The spectroscopic index provided a clear insight into the process of DOM-related substance changes. The values of FI were all greater than 1.8, demonstrating that bacteria were primarily responsible for the fluorescence component of DOM transformation and production (Lavonen et al., 2015). In aquatic ecosystems, BIX could be used as a measurement of DOM traceability, with larger values indicating more DOM degradation. The significant changes in β/α and BIX values over a short period of time indicated that endogenous carbon products are most likely produced through bacterial processing of DOM. The HIX indicates the degree of degradation of organic matter, with higher values characteristic of higher molecular weight, aromatic compounds. In other words, the humic concentration of DOM is roughly proportional to HIX (Huguet et al., 2009).

Elevated temperature and acidification caused a general increase in FI and β/α values. Interestingly, we found that β/α values decreased in the HH group, which may be due to the fact that the highly decomposed DOM was higher than recently derived DOM. Besides, both warming and acidification led to a decrease in HIX value. From the current results, the effect of acidification was more prominent. However, the BIX value of each group was not significantly different.
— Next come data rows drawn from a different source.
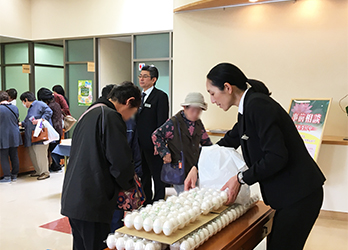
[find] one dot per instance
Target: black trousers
(152, 166)
(89, 235)
(292, 225)
(5, 163)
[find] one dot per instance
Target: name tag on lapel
(245, 137)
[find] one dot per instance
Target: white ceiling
(5, 39)
(125, 39)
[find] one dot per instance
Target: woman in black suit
(290, 180)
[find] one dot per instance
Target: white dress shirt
(148, 92)
(241, 103)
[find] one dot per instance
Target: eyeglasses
(143, 76)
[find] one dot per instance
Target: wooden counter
(245, 233)
(327, 139)
(25, 164)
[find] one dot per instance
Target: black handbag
(174, 173)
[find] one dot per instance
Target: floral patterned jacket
(165, 133)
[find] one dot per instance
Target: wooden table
(245, 233)
(327, 139)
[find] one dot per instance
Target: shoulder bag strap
(93, 107)
(17, 117)
(182, 147)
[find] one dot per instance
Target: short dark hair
(45, 95)
(153, 71)
(3, 96)
(227, 72)
(28, 95)
(12, 93)
(107, 89)
(121, 93)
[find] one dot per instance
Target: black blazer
(151, 115)
(274, 152)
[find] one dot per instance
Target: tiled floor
(29, 204)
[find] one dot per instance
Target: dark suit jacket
(152, 115)
(274, 152)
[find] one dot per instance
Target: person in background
(153, 112)
(59, 90)
(10, 138)
(47, 97)
(62, 103)
(167, 138)
(37, 151)
(12, 96)
(100, 166)
(290, 180)
(132, 138)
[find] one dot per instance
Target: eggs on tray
(167, 226)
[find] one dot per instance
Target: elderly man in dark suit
(153, 112)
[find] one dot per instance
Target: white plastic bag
(217, 165)
(51, 132)
(38, 128)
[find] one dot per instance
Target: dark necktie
(142, 101)
(143, 97)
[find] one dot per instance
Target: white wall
(15, 18)
(114, 61)
(298, 49)
(333, 160)
(74, 18)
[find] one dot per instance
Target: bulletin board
(310, 116)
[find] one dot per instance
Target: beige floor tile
(28, 204)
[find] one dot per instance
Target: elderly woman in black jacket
(10, 138)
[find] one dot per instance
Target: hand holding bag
(69, 122)
(51, 132)
(40, 133)
(174, 173)
(132, 198)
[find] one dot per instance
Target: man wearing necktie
(153, 112)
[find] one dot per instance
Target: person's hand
(191, 179)
(167, 158)
(233, 189)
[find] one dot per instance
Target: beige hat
(195, 99)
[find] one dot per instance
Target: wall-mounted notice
(26, 68)
(141, 65)
(309, 116)
(85, 95)
(90, 67)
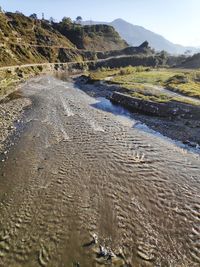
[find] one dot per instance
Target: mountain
(100, 37)
(135, 35)
(26, 40)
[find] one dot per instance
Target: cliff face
(26, 40)
(92, 37)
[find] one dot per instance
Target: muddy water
(79, 169)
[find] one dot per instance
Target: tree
(79, 20)
(18, 12)
(66, 20)
(33, 16)
(51, 20)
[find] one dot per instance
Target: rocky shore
(11, 111)
(182, 124)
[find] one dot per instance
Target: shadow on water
(106, 105)
(129, 119)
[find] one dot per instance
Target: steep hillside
(17, 28)
(135, 35)
(192, 62)
(26, 40)
(91, 37)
The overall DOM concentration increased by 9.23–26.15% in this study due to elevated temperature and acidification. This result indicates that warming promoted the accumulation of microbial-derived DOM and depressed the aromaticity of DOM. Previous studies have demonstrated that microbial-derived aliphatic carbon is the most labile DOM, which is more readily absorbed than plant-derived aromatic carbon (Yang et al., 2016). Changes in bacterial abundance and DOM properties such as pH, fluorophores, and fluorescence intensity could be explain the discrepancy. Acidification is linked to the decomposition of more refractory organic carbon (e.g., lignocelluloses), as compared to warming (Williamson et al., 1999). Specifically, pH increased the aromatic fractions in DOM (peak C), which are recognized as organic matter produced by bacteria. The bacterial abundance in our study was increased from 8.51 × 10⁹ to 13.52 × 10⁹ cells L^–1 under acidification conditions, besides, significant increase in DOC concentration. Thus, it is regarded as enhanced utilization of aromatic DOM by bacteria.
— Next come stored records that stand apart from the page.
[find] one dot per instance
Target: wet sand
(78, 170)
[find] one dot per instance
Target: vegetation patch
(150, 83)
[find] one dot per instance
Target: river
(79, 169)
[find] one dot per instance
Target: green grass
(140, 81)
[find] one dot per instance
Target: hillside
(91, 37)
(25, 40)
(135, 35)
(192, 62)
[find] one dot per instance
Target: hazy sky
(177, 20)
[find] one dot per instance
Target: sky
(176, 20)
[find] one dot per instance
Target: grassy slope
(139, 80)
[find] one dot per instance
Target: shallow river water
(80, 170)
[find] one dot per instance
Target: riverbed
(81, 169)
Pearson’s correlation analysis showed significant variability between warming and acidification for DOM-associated parameters. As shown in Figure 5, temperature and DOC concentration had a significant positive correlation (p < 0.001). Besides, FI and HIX were positively correlated with temperature (p < 0.05), respectively. These results indicating that temperature affects microbial activity and production, which was consistent with results from previous studies (Thangaraj and Sun, 2021). The pH and peak A had a significant positive correlation (p < 0.01), and bacteria abundance and FI were significantly negatively correlated with pH (p < 0.05). Moreover, the formation of aromatic DOM or humic-like is thought to be facilitated by acidification-driven microorganisms. This appears to be corroborated by the fact that when the temperature rises, and pH decreases (0.09–0.14 units). Bacterial abundance and microbial activity have both been shown to increase when pH is raised (Han et al., 2022). This is overall consistent with our results.
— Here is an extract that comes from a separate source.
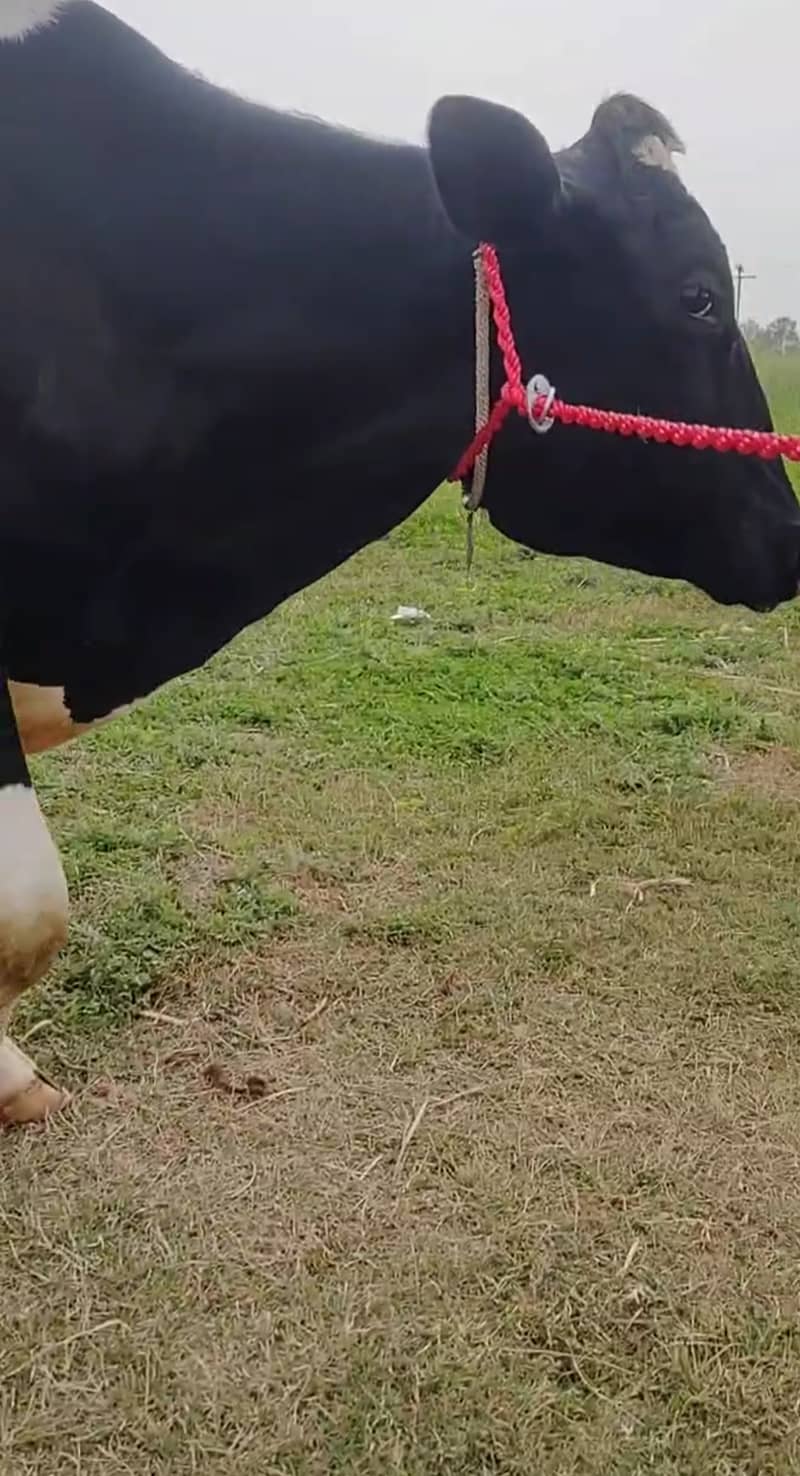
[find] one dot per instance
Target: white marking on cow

As discussed above, elevated temperature and acidification showed different impacts on DOM utilization and transform by bacteria. This work has important implications for better understanding how microbes in the ocean transform and sequester DOM. Our findings show that warming and acidification conditions will exacerbate the accumulation of organic matter, particularly phytoplankton-derived aromatic substances. Given the crucial impacts and consequences of bacteria on the use of phytoplankton-DOM under warming and acidification conditions, further investigations regarding carbon transform and release process in natural environments (especially microbial environment) under global climate change deserves serious attention.